What is the importance of the motherboard?

  • Hello everyone,,


    I have built a few PCs now, but when choosing a motherboard I have generally gone for mid to low end. I just look for something that supports the components I want and that's it really. I have never really understood or seen the importance of getting a good motherboard. I have always thought the high end ones just include on board graphics which I dont need. Am I wrong about this, does the motherboard have a larger effect on a build than I think https://snaptube.cam/ 9apps?


  • Depends on the motherboard, really. There really is an element of "you get what you pay for" in terms of both features and hardware quality. If you have a higher end board, then it may well handle "neglected" conditions better, the driver support for onboard hardware is likely to be a little better, and you're probably less likely to experience crashes.


    The real difference though tends to lie in features. What does the board give you? A cheapo motherboard will work fine for the most part for just a basic NAS, but if you want to you can get a server-grade motherboard which will give you additional functionality, like remote administration/KVM access through IPMI, a far larger amount of drive connectivity, or additional CPU support (dual-socket). For consumer boards, if you go with, say, an A320 board over a B450 for AMD, I believe you have fewer PCIe lanes available in general for supporting drives, network cards, etc.

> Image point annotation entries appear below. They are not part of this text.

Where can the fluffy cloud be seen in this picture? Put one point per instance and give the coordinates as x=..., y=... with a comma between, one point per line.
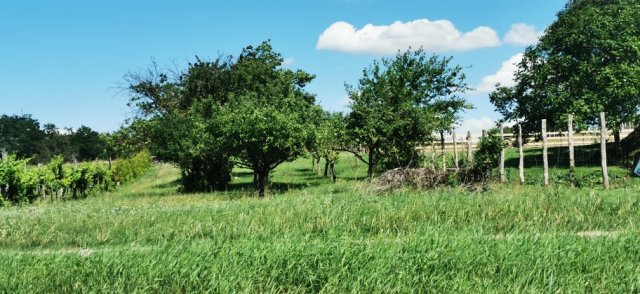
x=522, y=34
x=504, y=76
x=288, y=61
x=435, y=36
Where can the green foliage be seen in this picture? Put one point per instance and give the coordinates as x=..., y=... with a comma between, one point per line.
x=585, y=63
x=400, y=102
x=24, y=137
x=15, y=181
x=88, y=142
x=127, y=169
x=21, y=183
x=487, y=157
x=247, y=111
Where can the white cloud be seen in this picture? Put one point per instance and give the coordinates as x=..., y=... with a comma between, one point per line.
x=504, y=76
x=522, y=34
x=436, y=36
x=288, y=61
x=475, y=126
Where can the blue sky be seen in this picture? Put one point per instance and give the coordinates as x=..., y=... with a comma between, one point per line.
x=64, y=61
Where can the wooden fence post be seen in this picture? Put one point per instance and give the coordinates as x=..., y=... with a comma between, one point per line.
x=572, y=159
x=502, y=175
x=455, y=150
x=521, y=166
x=433, y=155
x=442, y=153
x=603, y=150
x=469, y=153
x=545, y=159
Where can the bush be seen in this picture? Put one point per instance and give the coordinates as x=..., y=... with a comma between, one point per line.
x=487, y=157
x=130, y=168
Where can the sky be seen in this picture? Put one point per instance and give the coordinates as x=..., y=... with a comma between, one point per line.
x=64, y=62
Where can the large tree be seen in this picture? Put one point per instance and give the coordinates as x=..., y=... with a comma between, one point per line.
x=398, y=104
x=247, y=111
x=588, y=61
x=270, y=116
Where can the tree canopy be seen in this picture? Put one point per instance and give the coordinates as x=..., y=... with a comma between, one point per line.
x=245, y=111
x=398, y=104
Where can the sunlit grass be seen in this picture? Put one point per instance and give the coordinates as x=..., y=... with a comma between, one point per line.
x=309, y=235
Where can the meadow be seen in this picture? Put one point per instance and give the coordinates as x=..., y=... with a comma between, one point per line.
x=310, y=235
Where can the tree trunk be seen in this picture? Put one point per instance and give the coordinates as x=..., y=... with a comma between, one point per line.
x=619, y=154
x=372, y=164
x=255, y=180
x=262, y=181
x=326, y=167
x=444, y=158
x=333, y=172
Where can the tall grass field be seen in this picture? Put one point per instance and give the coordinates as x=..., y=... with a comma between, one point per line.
x=310, y=235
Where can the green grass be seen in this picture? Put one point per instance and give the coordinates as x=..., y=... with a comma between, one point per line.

  • The choice of the motherboard must depend on the hardware of the computer. For example, an LGA socket is suitable for an Intel processor, and an AM model for AMD processors. In addition, it is impossible to advise purchasing any kind of motherboard, because each user chooses a computer based on their needs.

  • For me, my choice of an Asus Prime H370M-Plus/CSM came down to 3 things... six SATA connectors, PCIE slots for future expansion (additional SATA ports? 10Gbit Ethernet? Who knows?) and the built-in network controller, which in this case is an Intel chip = proven and reliable for massive transfers.


    On-board video is usually a feature of the CPU, not the motherboard. The board just provides HDMI ports and such.

  • ...six SATA connectors, PCIE slots for future expansion...

    The writings on the Paper..

    sure, sata and pcie is mostly given.

    In real live you could find out that your m2.sata port will disable 2 normal sata ports if used, or your second m.2sata port will disable your x4 pci-e slot.

    Or you get a a Motherboard with the description wlan/wifi, 2pcs m.2sata ports and after unpacking you realize that the 2nd m.2sata port is used with the wifi card.


    In my expierience, the dependencies on AMD Boards are often weird and far away from practically orientations.

    espacially in VM Cases where u find the possibilitys in Hardware allocation to vm (intel vt-d) are not lucky. Given same numbers to ethernet and USB for example... (sorry, bad english but you get the point)

    Intel is in most cases better.


    So, it depends in my opinion on what are you planning to do.